SynOption Launches Options Portfolio Management Tool
Posted by Colin Lambert. Last updated: February 23, 2023
Singapore-based SynOption has launched a portfolio management platform that allows users to view their risks in a modular, efficient, and metricised manner specifically on non-linear products such as options, exotics and structured products.
The first users have gone live, the firm says, and can view their risk across a variety of metrics, scenarios, and aggregations to get a true sense of the positions they are running. The platform provides portfolio views, market data, trade booking, all via a GUI or API based access. The lifecycle management module gives the user the ability to book deals, exercises, expiries, as well as to manage fixings and barriers. The administrator module allows for customised configuration of portfolios and provides rights to view or edit portfolios.
“With a growing realisation that risk management practices need to improve in the digital assets world, we have seen increasing demand for institutional risk management platforms,” says Anchail Jain, CEO of SynOption. “Clients have increasingly bigger OTC portfolios, and SynOption provides a solution to view risk across exchanges and OTC, static and dynamic portfolio risk analytics, OTC trade booking and lifecycle management and dynamic portfolio setup. The platform provides provisions for various types of users, with access-controlled portfolios, and organisation-wide risk views.”
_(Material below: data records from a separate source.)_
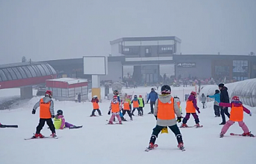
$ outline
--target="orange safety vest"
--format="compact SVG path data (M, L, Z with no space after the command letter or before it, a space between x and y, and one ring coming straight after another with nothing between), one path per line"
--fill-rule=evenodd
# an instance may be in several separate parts
M112 112L113 113L117 113L120 111L119 102L116 104L111 102L111 107L112 107Z
M44 102L43 99L40 99L40 119L51 119L51 112L50 112L51 101L49 102Z
M158 119L172 119L175 118L173 102L173 97L171 98L170 102L167 103L163 103L158 99Z
M234 105L232 104L229 119L231 121L237 121L237 122L243 121L243 105L240 107L234 107Z
M99 104L96 102L93 102L93 109L99 109Z
M133 104L134 104L134 108L139 108L139 99L137 99L137 101L133 101Z
M187 101L186 112L190 114L196 113L196 108L193 104L193 101Z
M128 102L124 102L124 110L125 111L130 111L130 104Z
Gurpreet Chhatwal, COO of the firm, adds, “The vision is to provide a system that manages risk across asset classes, execution methods and product sets. The initial product covers FX and digital assets markets, executed via OTC or exchanges, and products starting from simple cash trades to vanilla options, exotic options, and structured products.
“We intend to add more exchanges, commodities, and other product types in upcoming releases,” she continues. “Our team brings a vast amount of experience in risk management, cross asset risk and understands that very few firms, once successful, are restricted by asset class, product, or exchange. We envisage providing a product that can accommodate the needs of our clients not just today, but as they grow.”